Strengths and Limitations
Our survey study was based on a large sample (N=716) of patients diagnosed with breast cancer, gynecologic cancer, or both. Our use of various and novel recruitment strategies (Internet links, Facebook, blogs, flyers) led to a large proportion being included through the online questionnaire (n=581). This shows that eHealth is especially targeting patients with eHealth literacy, and therefore our results can be considered as representative of these patients [58]. Nevertheless, there are limitations in the sample selection and generalizability of this survey. Our survey cohort was homogenous, mostly younger, white, and highly distressed. Furthermore, it is important to note that mainly women with breast cancer (91.1%) participated in our survey. Therefore, a recruitment bias can be assumed in our study. However, this trend has been observed in similar studies, and it also reflects reality [51]. Breast cancer has the highest tumor prevalence among women, and various studies show that this patient group suffers mostly under high psychological distress [4,5] and younger patients prefer eHealth applications more than older patients. Further studies including other tumor entities and male patients are needed. Our results agree with findings of former studies [50,51]. The lack of diversity also does not allow extrapolation of study results to statements concerning other tumor entities and men. Our self-generated patient preference survey has not undergone formal reliability and validity testing. Hence, a validated questionnaire for these research questions did not exist when the study was performed.
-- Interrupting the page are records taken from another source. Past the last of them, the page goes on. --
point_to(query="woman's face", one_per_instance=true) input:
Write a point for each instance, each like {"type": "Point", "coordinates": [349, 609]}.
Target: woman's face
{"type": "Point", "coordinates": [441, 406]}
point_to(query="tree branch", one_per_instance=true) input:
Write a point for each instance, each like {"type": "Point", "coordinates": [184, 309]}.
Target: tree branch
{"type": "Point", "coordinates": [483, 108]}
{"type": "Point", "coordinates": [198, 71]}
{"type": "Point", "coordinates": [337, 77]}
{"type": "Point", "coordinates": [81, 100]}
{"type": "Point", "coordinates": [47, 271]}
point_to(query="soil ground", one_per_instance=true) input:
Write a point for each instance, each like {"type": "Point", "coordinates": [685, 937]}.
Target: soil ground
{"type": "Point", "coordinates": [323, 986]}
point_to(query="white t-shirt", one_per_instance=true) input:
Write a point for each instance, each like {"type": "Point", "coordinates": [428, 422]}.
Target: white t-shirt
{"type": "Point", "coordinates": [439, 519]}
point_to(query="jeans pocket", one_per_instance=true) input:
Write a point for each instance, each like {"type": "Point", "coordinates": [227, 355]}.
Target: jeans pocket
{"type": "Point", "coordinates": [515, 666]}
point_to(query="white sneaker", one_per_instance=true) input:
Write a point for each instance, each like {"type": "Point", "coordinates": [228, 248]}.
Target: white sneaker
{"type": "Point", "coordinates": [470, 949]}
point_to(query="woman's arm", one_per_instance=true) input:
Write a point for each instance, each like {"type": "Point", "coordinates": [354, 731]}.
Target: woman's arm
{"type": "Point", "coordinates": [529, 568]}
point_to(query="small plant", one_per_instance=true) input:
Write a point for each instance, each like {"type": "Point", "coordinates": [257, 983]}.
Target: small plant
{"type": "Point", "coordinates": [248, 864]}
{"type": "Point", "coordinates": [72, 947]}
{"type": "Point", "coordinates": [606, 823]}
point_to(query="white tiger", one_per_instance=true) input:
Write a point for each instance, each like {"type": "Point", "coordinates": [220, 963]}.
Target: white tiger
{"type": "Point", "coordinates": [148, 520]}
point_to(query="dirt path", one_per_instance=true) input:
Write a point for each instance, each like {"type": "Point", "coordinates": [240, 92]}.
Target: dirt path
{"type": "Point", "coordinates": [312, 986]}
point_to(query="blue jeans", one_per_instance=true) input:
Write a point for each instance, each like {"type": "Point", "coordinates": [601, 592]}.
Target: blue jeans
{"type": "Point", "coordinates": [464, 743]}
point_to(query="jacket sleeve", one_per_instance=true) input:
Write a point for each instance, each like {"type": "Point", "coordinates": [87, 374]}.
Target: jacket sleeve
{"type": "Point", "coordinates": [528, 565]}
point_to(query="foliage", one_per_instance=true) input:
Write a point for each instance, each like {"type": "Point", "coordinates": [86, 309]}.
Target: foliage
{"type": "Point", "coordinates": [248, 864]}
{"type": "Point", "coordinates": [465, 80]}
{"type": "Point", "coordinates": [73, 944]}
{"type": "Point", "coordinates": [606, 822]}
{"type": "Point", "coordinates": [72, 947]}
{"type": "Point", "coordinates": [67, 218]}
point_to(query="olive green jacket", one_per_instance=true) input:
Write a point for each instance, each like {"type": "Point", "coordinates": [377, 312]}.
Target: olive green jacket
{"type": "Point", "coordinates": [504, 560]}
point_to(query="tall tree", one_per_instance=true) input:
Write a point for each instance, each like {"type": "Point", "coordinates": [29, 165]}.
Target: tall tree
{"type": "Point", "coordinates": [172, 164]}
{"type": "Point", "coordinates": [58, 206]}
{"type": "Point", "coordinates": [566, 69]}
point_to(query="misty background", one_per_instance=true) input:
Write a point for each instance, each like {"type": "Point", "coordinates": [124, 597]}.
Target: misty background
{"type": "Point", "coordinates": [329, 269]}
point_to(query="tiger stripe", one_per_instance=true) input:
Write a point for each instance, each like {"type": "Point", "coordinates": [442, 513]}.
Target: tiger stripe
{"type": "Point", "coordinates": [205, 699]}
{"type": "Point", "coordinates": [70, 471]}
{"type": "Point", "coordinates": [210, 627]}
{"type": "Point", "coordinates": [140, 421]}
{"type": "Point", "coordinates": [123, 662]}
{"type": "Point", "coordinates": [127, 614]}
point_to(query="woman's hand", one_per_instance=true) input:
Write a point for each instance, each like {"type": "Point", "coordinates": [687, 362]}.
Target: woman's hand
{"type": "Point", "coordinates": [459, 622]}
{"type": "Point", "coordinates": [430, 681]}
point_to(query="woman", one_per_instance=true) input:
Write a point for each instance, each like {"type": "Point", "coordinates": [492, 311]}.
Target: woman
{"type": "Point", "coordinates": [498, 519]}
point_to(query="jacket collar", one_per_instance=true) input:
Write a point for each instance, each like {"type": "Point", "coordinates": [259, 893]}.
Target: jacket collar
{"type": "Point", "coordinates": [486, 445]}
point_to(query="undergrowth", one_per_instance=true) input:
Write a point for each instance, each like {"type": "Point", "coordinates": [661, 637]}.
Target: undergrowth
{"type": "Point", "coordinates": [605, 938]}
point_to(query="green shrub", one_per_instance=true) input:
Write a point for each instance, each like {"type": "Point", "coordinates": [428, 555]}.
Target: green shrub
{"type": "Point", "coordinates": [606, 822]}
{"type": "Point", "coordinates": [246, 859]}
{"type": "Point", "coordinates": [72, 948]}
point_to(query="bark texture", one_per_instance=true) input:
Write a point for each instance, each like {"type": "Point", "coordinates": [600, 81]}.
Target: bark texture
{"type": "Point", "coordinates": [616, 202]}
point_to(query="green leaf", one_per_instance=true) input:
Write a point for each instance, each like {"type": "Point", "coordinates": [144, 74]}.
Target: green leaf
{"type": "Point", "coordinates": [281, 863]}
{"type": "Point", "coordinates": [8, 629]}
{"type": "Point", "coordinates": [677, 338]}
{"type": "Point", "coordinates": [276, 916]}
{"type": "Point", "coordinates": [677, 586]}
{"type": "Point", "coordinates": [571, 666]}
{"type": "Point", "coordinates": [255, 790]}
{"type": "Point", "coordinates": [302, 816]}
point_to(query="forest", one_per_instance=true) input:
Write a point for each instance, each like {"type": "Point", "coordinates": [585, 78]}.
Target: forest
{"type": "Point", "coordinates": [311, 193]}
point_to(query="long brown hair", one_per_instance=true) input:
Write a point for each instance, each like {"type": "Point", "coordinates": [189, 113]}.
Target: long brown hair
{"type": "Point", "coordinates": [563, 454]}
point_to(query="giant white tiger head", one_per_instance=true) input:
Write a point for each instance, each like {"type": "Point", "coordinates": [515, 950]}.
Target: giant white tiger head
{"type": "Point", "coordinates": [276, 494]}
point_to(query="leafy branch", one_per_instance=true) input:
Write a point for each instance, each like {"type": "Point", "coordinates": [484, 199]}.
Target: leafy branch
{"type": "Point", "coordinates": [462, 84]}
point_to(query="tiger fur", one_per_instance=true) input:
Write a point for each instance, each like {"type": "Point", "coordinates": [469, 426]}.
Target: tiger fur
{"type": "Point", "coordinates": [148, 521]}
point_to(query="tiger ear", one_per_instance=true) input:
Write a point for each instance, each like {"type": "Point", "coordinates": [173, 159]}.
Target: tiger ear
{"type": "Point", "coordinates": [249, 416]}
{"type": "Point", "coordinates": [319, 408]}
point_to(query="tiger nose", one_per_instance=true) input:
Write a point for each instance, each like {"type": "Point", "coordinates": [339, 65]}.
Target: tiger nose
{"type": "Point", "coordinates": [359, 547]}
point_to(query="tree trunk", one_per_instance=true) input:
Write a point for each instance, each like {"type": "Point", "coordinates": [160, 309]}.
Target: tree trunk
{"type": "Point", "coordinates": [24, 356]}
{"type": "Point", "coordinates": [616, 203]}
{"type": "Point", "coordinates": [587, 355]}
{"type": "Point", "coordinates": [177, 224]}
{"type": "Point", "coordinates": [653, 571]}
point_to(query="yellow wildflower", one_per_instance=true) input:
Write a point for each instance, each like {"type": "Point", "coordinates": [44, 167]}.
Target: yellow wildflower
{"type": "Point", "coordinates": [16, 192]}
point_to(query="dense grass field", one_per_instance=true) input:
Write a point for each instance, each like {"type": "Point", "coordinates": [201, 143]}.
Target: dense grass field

Conclusion and Clinical Implications
Our findings show high preference rates for eHealth applications independently of experienced psychological burden among women with cancer. Furthermore, ePOAs may have a high benefit for women with cancer, especially when they address psycho-oncological content topics like anxiety, ability to cope, depressive feelings, self-esteem, or adjustment to new life situations. ePOAs have the potential to help patients overcome disease-related burden and reduce barriers in psychosocial care. However, they can encourage patients who they believe are not sufficiently burdened to participate in common psycho-oncological interventions [24,59]. Our findings encourage the development of further innovative ePOAs that specifically focus on the evaluated psycho-oncological content topics (see Figure 1). In summary, the findings of this study indicate that ePOAs are a promising medium to improve psychosocial care and enhance individual disease management among women with cancer.